Abstract

The article is devoted to the study of the influence of social capital on the ability of countries to produce innovations. The analysis of the achievements of economic science in the field of studying social capital and innovation revealed the ambiguity of views on the relationship between these categories, as well as wide discussions about the influence of the stock of social capital on the nature of economic growth. The authors associated the existing difficulties of the research process with insufficient attention of scientists to different levels and forms of manifestation of social capital, which have different potential in promoting innovation. On the basis of the methodological approach, in which individualistic and holistic ideas about economic activity are combined in the framework of institutional theory, the decomposition of public social capital into its individual and organizational levels and corresponding functional forms is carried out. On this basis, the nature of their interaction and role in the innovation process is shown.

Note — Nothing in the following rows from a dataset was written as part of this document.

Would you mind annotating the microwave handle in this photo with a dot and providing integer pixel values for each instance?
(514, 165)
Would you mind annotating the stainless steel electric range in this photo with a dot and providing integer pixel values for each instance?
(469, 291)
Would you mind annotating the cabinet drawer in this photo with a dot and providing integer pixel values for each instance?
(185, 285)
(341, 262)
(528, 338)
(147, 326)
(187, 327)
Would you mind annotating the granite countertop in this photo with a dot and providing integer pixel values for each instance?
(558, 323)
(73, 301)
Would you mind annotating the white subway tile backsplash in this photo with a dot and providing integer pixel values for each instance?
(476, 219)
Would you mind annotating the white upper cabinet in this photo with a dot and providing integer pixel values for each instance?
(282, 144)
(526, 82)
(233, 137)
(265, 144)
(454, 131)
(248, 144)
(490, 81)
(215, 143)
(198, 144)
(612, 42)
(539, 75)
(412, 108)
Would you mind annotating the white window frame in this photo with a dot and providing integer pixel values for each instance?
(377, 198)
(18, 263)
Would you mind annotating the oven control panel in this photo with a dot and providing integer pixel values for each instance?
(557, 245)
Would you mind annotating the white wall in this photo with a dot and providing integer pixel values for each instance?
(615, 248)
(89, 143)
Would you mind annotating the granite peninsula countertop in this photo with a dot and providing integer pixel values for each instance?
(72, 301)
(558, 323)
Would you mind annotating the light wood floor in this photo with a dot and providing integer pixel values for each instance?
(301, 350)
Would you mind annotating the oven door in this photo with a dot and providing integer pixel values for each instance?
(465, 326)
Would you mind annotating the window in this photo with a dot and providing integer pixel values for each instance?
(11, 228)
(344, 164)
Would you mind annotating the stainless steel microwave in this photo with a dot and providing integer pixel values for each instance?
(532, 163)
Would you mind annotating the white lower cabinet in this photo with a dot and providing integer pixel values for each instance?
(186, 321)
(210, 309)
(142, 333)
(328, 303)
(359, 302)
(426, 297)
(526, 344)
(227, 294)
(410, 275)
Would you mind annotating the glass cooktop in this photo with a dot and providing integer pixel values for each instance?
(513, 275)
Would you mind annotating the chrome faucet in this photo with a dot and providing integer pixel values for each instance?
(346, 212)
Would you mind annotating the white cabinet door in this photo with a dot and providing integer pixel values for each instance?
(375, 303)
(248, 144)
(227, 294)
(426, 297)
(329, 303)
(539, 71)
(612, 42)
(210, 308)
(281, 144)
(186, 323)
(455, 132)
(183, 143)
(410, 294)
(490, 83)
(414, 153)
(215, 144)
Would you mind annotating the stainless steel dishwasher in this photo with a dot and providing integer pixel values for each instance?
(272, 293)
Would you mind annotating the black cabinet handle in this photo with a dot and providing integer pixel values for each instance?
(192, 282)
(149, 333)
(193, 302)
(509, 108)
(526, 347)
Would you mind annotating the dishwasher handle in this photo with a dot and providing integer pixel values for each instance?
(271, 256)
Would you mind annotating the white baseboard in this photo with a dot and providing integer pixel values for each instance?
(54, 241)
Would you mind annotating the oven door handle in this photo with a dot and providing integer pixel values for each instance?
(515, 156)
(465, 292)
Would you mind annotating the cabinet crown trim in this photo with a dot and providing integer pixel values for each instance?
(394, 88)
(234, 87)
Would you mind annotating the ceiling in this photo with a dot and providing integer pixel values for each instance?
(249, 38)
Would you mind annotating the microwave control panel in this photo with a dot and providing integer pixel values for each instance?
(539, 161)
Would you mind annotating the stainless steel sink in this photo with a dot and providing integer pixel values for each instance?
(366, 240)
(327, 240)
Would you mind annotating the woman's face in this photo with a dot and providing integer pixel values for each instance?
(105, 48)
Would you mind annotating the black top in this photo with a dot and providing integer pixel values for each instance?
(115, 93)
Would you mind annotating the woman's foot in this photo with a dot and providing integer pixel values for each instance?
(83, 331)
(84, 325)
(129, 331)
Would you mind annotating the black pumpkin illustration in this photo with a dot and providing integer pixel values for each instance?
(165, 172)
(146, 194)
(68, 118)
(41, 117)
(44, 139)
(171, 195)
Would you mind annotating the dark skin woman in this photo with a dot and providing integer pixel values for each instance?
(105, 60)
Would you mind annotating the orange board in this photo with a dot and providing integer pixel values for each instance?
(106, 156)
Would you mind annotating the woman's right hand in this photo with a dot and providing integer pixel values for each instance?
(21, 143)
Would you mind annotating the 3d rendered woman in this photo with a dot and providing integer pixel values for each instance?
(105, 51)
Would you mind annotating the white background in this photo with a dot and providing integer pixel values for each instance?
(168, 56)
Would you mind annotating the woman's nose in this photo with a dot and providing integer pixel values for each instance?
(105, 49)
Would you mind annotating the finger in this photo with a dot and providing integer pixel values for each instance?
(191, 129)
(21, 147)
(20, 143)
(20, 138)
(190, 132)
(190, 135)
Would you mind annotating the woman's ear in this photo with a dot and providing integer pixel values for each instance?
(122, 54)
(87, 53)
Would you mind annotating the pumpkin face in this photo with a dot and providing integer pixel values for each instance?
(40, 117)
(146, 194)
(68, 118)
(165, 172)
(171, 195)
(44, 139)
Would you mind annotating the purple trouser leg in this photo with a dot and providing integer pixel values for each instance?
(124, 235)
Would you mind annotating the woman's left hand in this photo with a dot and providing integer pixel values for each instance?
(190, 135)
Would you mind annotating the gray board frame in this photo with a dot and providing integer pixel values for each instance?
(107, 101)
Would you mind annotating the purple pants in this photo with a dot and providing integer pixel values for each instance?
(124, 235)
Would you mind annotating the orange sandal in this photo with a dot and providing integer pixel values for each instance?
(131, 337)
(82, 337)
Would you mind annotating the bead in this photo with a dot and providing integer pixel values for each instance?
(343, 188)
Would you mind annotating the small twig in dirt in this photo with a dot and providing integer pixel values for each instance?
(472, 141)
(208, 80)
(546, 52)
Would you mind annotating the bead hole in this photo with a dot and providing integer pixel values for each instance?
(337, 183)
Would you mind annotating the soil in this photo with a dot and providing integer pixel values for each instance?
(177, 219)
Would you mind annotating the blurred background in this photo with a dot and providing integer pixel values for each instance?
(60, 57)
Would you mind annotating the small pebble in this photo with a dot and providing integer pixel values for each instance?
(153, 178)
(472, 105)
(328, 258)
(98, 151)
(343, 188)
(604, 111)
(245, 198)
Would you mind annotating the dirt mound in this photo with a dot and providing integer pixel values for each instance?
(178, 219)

In order to quantify social capital in view of its ability to promote innovation, an integral indicator "Index of Innovative Social Capital" was constructed as a combination of three key components: close cooperation between the university and R&D, Information & communication technologies, and social capital itself. In a sample of 26 countries of different levels of development, a strong two-way direct relationship with an average degree of significance was found between the "Index of Innovative Social Capital" and GDP per capita. The presence of such dependence serves as another explanation for the unevenness of innovative development in the world, and therefore, opens up guidelines for poor countries to increase their innovative potential in view of social and institutional factors.